Sri Lanka, per il 2012 risolvere il “problema Tamil”
di Terence Fernando
Circa 200mila sfollati vivono ancora nei campi profughi nel nord, mentre la popolazione singalese del sud è convinta che tutto sia tornato alla normalità. Il governo organizza viaggi per visitare le zone di guerra, ma mostra solo i monumenti che celebrano la vittoria dell’esercito.
Colombo (AsiaNews) – A quasi tre anni dalla fine del trentennale conflitto etnico, lo Sri Lanka non ha ancora risolto il cosiddetto “problema Tamil”. Sono i circa 200mila sfollati (Internally Displaced People, Idps) tamil, che nel nord del Paese vivono ancora nei campi profughi, sorvegliati a vista dai militari e senza possibilità di tornare nelle loro case e nei loro villaggi. Intanto la popolazione singalese del sud – dove non è arrivata neppure l’eco dei bombardamenti – sembra inconsapevole delle atrocità della guerra e organizza viaggi per visitare le zone colpite. La testimonianza di coraggio e speranza di un sacerdote in visita ai campi profughi di Cheddikulam.

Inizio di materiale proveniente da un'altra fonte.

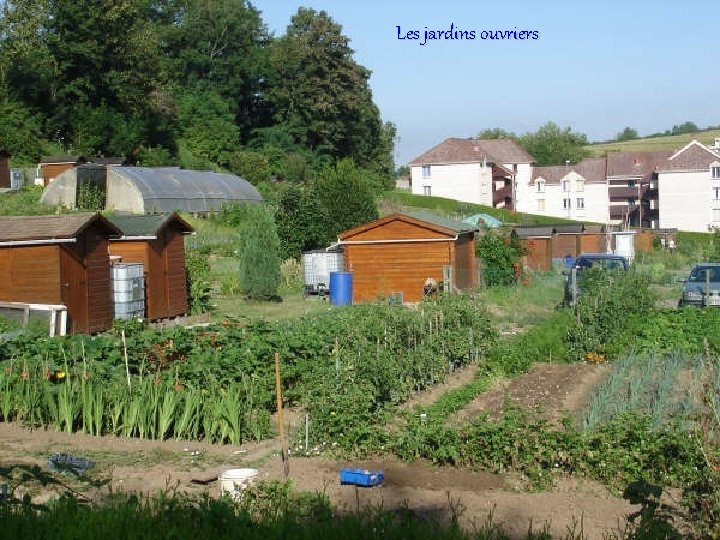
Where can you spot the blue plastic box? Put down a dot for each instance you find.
(361, 477)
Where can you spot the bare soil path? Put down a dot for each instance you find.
(549, 389)
(134, 465)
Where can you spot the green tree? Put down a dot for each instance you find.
(259, 256)
(501, 258)
(301, 222)
(321, 96)
(551, 145)
(207, 126)
(219, 45)
(627, 134)
(347, 199)
(252, 166)
(19, 131)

La maggior parte dei singalesi del sud sostiene che in Sri Lanka non esiste il cosiddetto “problema Tamil”. A quasi tre anni dalla fine del conflitto, le autorità dicono loro che gli sfollati sono tornati alla normalità. Ma questo non è vero. Molte delle vittime della guerra non hanno mai avuto l’opportunità di tornare nelle loro case, nelle loro terre o nei loro villaggi. Invece, sono state costrette ad andare in aree di proprietà del governo e delle forze armate.

Solo pochi singalesi conoscono la verità. Dopo il 2009, centinaia di persone hanno viaggiato dal sud al nord per vedere “le terre conquistate” dal vittorioso esercito singalese. Ma la guerra è un crimine. Gli abitanti del sud non hanno sentito le esplosioni e i bombardamenti, non hanno vissuto le atrocità della guerra. Non hanno visto madri scappare via con i figli piccoli per salvare loro la vita, mentre vedevano i loro mariti e figli più grandi fatti a pezzi davanti ai loro occhi. Non hanno vissuto per giorni e giorni chiusi dentro un bunker, col timore di morire da un momento all’altro, pensando solo a come trovare da mangiare e da bere per i loro piccoli. Quando sono arrivati al nord, tutto quello che i singalesi hanno visto sono i monumenti che celebrano la vittoria dell’esercito.

Di recente, sono stato a Cheddikulam per celebrare la messa per i fratelli e le sorelle tamil che ancora “vivono” nei campi profughi. Doveva accompagnarmi p. Douglas Milton, un mio amico della diocesi di Mannar. A causa della grande pioggia, p. Douglas è arrivato con 30 minuti di ritardo. Mi ha colpito molto perché ha iniziato la funzione dicendo ai fedeli: “Vi chiedo scusa per questo ritardo. Ho incontrato molta pioggia sul mio cammino”. Sembrano parole semplici. Invece, dipingono la dignità, l’uguaglianza, il rispetto e l’amore con cui egli tratta questo popolo solo e oppresso. Chiedendo scusa, il mio amico ha portato loro speranza, coraggio e forza. Si è rivolto a loro con lo stesso amore, gentilezza e compassione che il nostro Signore Gesù ha avuto per la sua gente.